Appellant next contends that while prior consistent statements are admissible for corroboration in these circumstances, Agent Conley was allowed to testify as to specifics in the statement which were inconsistent with Jackson’s testimony at trial, namely that DeLa-Motte had told Jackson to hold the driver “for a couple of hours” and that Jackson had given the F.B.I. DeLaMotte’s unlisted telephone number (to show Jackson was a close acquaintance of appellant). Appellant argues that since the jury was called upon to determine whether appellant knew or foresaw that the driver would be taken across a state line, allowing Agent Conley to testify as to the phrase “a couple of hours” when Jackson had not testified at the trial that appellant had said this was highly prejudicial. This phrase, however, was not inconsistent with Jackson’s trial testimony on page 32 of the appendix, that he was to hold the driver until DeLaMotte could take the truck where he was going.

Appellant also contends that it was error to allow Agent Conley to testify as to these prior allegedly inconsistent statements because such testimony violated appellant’s right to confrontation under Bruton v. United States, 391 U.S. 123, 88 S.Ct. 1620, 20 L.Ed.2d 476 (1968). Nothing, however, prevented appellant’s counsel from cross-examining Jackson on these points, so this claim has no basis.

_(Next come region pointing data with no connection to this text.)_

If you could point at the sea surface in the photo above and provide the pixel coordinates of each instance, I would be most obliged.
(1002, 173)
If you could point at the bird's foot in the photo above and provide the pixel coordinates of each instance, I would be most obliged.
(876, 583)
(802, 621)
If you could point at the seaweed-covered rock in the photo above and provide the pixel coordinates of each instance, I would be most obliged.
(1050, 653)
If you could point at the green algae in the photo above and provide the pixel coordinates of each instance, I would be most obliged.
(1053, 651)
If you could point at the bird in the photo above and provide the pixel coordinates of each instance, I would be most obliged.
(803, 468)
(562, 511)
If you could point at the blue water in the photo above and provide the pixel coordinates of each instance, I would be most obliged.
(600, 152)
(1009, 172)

Finally, appellant contends that it was reversible error for the trial judge not to include the cautionary instruction normally required in these circumstances as to the purposes for which Jackson’s prior conviction for the same crime was admitted (i. e., as going only to Jackson’s credibility). Although appellant’s counsel requested no such cautionary instruction and did not object to the court’s charge on this point, as required under Rule 30 of the Federal Rules of Criminal Procedure, he contends that the effect of allowing the jury to decide the ease without the cautionary instruction was sufficiently prejudicial to come within the “plain error” doctrine of Rule 52(b).

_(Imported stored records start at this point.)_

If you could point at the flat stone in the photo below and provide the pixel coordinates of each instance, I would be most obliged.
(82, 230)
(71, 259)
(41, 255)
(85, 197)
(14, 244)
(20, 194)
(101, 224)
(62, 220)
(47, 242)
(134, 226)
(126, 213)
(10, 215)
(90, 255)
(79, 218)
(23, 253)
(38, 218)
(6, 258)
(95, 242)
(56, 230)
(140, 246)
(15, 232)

The instruction would undoubtedly have been given if requested, but we do not find its omission plain error. Jackson’s testimony had made abundantly plain Jackson’s role in the affair, and the conviction added nothing which appeared at the time sufficiently prejudicial to call for such a request. We are not now persuaded that it was prejudicial. Judgment affirmed. 
      
      . See United States v. Jackson, 390 U.S. 570, 88 S.Ct. 1209, 20 L.Ed.2d 138, (1968), a companion case.
     
      
      . By the Court
      Q. Let me ask you, if I may, Mr. Yalites, are you able to tell these jurors one way or the other as to whether the individual here identified, the Defendant DeLaMotte, was or was not one of the men in that car? A. I would say no, because of the description that I’ve given of what appeared not a dark or not a light, but a somewhere in between, a tan or light brown. This gentleman appears looking from here much lighter complected than at that particular time.